In this article we are going to tell you how the power of compounding affects your investment for long term, To understand the power of compounding we are going to tell you a story of three friends.
Once in a town there was three friends Amar , Akbar and Anthony. As they belongs to same area and they were neighbor, they completed their education from same school and colleges then they got job in different sector.
They got their job at the age of 25, after few years at the age of 30 Amar decided to save some amount for future and he discussed with their friends but he din’t want to take any risk that’s why he found bank fixed deposit is the best option and he invested around 2 Lakhs in bank deposit with the interest rate of 7% yearly.
Akbar was extravagant, He want to own a luxurious life, so spends his money in pub , alcohols, discos and on luxurious vehicle, so he could not save any money.
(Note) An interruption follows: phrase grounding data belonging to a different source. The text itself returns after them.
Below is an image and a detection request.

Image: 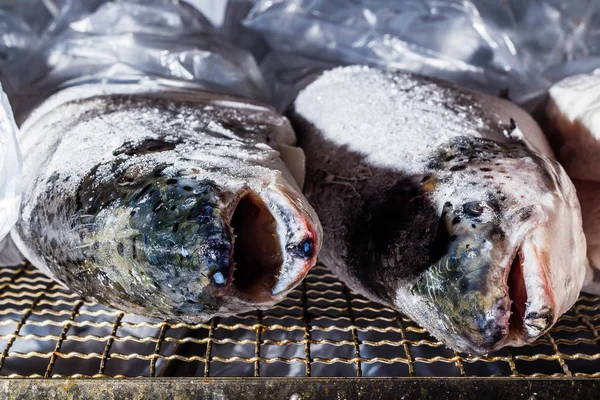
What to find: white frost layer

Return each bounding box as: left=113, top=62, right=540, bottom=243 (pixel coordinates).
left=548, top=69, right=600, bottom=140
left=295, top=66, right=555, bottom=216
left=0, top=84, right=22, bottom=244
left=294, top=65, right=550, bottom=175
left=17, top=83, right=298, bottom=228
left=295, top=66, right=484, bottom=173
left=546, top=70, right=600, bottom=183
left=20, top=80, right=279, bottom=136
The third friend Anthony have family burden, he was the single earning person in his family, his father was ill , a small brother and sister and their education so his most of the money was spent in the maintenance of family.
Power of Compounding
But from somewhere he found some information about mutual fund and with the help of a financial expert he got full details, so he tried to invest in stock market via mutual fund, but he had the problem that he didn’t have a large amount to invest .
Then he heard about SIP (Systematic Planning Investment), that he can invest some money on regular basis so he decided to invest 5000 per month from his salary.
Anthony was aware about Amar that he have invested in bank as FD, so he told his next friend Akbar to save some money for future but Akbar replied when he will get a large money then he will invest one time. After some time they got married and then children, off course their salary also increased , Anthony want to invest some more money but due to family and children he could not increase his investment , but somehow he regularly invested 5000 per month in SIP.
Now after 15 years Amar have some good amount about 9 Lakh with interest, but he didn’t want to withdraw it until 30 years. On the other hand Anthony’s invested portfolio reaches to about 25 Lakhs with a average return of 12% , but he didn’t stopped his SIP, he thought to invest for some more time. At same time Akbar didn’t have any major saving so he thought to invest the double amount of Anthony to beat him, so he starts to invest 10000 per month via SIP.
Now this is the turning point, after 15 years they comes to at the age of 60 years, Now Amar want a retirement so he withdraw this money from bank, and after 30 years of fixed deposit in bank with a return of 7% his total investment value is around 28.4 Lakhs. On the other hand Anthony ‘s Investment value increases to around 1.6 crore with an average ruturn of 12% via mutual fund. Now we come to third friend Akbar and his investment value increases to around 50 Lakhs.
So here you can check a big differences in their investment amount and on their return. So you must invest and the main point is where you are investing that is very important. A small and regular investment could create a large wealth for you, so decision is totally yours.
Disclaimer – Here we are not suggesting you to directly go for investment, we have written this article for educational purpose, before taking any decision must take the advice of your financial planner or adviser.